Oliver G picture Oliver G · Jun 27, 2017 · Viewed 20.2k times · Source

I have a dataset from which I want a few averages of multiple variables I created.

I started off with:

data2['socialIdeology2'].mean()

data2['econIdeology'].mean()

^ that works perfectly, and gives me the averages I'm looking for.

Now, I'm trying to do a conditional mean, so the mean only for a select group within the data set. (I want the ideologies broken down by whom voted for in the 2016 election) In Stata, the code would be similar to: mean(variable) if voteChoice == 'Clinton'

Looking into it, I came to the conclusion a conditional mean just isn't a thing (although hopefully I am wrong?), so I was writing my own function for it.

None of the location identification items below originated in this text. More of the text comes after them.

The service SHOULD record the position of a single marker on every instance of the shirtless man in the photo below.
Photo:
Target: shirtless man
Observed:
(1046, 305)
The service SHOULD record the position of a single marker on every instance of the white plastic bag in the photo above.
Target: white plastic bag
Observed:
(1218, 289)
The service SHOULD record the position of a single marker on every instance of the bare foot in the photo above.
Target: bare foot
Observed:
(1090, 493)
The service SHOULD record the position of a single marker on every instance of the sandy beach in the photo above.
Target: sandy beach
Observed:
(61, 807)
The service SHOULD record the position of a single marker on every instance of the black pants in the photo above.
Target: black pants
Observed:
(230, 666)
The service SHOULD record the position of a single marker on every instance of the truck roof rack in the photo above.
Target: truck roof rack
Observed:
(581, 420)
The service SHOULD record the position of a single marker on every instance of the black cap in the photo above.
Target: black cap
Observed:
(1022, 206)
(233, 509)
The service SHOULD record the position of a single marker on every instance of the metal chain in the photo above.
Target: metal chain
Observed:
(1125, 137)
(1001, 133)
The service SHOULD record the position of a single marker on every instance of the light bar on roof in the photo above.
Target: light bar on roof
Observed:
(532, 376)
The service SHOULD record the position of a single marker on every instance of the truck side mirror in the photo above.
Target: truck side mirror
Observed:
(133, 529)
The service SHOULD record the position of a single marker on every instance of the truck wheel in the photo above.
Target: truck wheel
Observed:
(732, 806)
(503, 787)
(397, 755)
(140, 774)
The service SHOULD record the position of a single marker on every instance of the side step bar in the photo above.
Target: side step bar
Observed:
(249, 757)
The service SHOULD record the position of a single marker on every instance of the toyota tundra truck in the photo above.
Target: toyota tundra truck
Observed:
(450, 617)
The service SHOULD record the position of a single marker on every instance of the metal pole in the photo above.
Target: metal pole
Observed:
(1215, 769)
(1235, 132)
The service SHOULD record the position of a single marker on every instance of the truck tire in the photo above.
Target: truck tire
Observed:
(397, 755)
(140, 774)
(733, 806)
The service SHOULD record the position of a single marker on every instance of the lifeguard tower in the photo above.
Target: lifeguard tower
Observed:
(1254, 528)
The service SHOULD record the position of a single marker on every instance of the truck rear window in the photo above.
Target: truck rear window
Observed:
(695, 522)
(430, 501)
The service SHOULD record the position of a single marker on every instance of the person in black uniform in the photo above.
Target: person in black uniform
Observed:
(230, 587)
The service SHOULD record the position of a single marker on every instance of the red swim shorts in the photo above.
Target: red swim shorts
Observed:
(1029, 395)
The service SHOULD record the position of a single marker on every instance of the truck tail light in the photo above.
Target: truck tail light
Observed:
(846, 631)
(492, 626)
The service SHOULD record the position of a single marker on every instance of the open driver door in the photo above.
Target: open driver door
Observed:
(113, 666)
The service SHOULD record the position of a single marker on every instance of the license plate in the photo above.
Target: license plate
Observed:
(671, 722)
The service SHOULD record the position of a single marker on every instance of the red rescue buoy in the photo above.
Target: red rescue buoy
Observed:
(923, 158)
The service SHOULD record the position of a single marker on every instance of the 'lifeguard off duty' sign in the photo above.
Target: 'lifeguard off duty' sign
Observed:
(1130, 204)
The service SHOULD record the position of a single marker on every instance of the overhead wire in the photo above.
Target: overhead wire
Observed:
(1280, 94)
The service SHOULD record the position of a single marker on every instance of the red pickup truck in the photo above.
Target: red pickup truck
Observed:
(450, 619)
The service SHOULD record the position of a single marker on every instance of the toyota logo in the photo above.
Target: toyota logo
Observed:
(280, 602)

This is me just starting out with a 'mean' function, to create a foundation for a conditional mean function:

def mean():
    sum = 0.0
    count = 0
    for index in range(0, len(data2['socialIdeology2'])):
        sum = sum + (data2['socialIdeology2'][index])
        print(data2['socialIdeology2'][index])
        count = count + 1
    return sum / count

print(mean())

Yet I keep getting 'nan' as the result. Printing data2['socialIdeology2'][index] within the loop prints nan over and over again.

So my question is: if the data stored within the socialIdeology2 variable really is a nan (which I don't understand how it could be), why is it that the .mean() function works with it?

And how can I get generate means by category?

Answer

Brad Solomon picture Brad Solomon · Jun 27, 2017

Conditional mean is indeed a thing in pandas. You can use DataFrame.groupby():

means = data2.groupby('voteChoice').mean()

or maybe, in your case, the following would be more efficient:

means = data2.groupby('voteChoice')['socialIdeology2'].mean()

to drill down to the mean you're looking for. (The first case will calculate means for all columns.) This is assuming that voteChoice is the name of the column you want to condition on.